The county's Affordable Housing Fund is now accepting applications for its 14th lending cycle, offering long-term, deferred-payment loans to projects that create or preserve below-market-rate units. Over the previous 13 cycles since the fund launched in 2013, the county has awarded more than $400 million and helped finance over 5,000 affordable homes across the San Francisco Peninsula.
The fund was created after California dissolved its redevelopment agencies in 2012, eliminating what had been the primary local tool for financing affordable housing statewide. San Mateo County responded by drawing on Measure K, a half-cent sales tax approved by voters that same year, to capitalize a replacement fund. The approach has since been cited as a model for other counties facing the same void.
Renter cost burden in San Mateo County vs.

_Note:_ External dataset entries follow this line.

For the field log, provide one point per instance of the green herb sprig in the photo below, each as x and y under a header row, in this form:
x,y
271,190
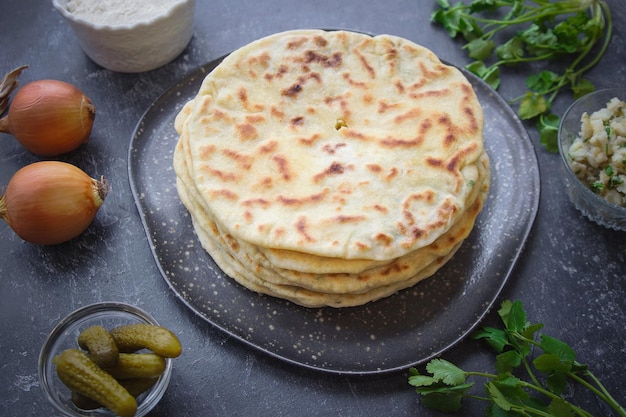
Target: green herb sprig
x,y
571,34
547,373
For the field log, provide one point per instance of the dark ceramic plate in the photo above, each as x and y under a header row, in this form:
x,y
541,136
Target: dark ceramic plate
x,y
403,330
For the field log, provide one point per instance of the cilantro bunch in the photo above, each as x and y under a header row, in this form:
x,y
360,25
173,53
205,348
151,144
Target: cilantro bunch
x,y
568,36
540,394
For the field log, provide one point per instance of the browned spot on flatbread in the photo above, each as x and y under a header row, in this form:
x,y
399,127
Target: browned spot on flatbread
x,y
246,131
334,169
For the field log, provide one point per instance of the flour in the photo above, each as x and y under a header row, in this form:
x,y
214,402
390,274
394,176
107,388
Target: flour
x,y
118,12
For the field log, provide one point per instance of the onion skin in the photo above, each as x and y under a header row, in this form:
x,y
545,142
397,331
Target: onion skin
x,y
49,117
51,202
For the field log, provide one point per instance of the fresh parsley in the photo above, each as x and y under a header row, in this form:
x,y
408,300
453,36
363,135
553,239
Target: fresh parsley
x,y
568,36
531,373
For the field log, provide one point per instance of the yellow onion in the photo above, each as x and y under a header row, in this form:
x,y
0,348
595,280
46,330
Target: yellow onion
x,y
51,202
49,117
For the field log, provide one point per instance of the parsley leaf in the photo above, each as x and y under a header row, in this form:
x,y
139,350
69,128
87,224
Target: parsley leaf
x,y
572,35
521,352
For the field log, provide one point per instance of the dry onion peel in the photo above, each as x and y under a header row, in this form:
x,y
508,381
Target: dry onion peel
x,y
51,202
7,85
49,117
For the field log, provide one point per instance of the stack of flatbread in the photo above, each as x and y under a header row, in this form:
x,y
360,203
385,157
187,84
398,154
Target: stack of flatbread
x,y
332,168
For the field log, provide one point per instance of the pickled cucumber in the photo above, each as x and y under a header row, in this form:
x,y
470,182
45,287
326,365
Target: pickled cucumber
x,y
135,387
137,365
101,347
80,374
158,339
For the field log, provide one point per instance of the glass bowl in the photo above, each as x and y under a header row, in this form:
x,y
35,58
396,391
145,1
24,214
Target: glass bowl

California and the U.S., 2013–2023
Source: U.S. Census Bureau, American Community Survey.
But the scale of the problem keeps growing. Under the state's current housing planning cycle, San Mateo County jurisdictions are required to plan for tens of thousands of new units through 2031, with a significant share at below-market rates. At the same time, the cost of actually building affordable housing in the Bay Area has soared, with per-unit development costs frequently reaching $700,000 to $900,000 or more. That means AHF loans rarely cover a project on their own. Instead, developers layer them with federal Low-Income Housing Tax Credit equity, state grants, and other sources to assemble the financing needed to break ground.
The county's essential workers, seniors on fixed incomes, service employees, and immigrant families have borne the sharpest edges of the affordability gap, even as the county's median household income exceeds $130,000. The disconnect between wealth and affordability in San Mateo County is among the starkest in the nation.
How much funding will be available in this 14th cycle has not been publicly specified in the county's notice, and a timeline for loan awards was not disclosed. Developers interested in applying can find details through the county's Department of Housing.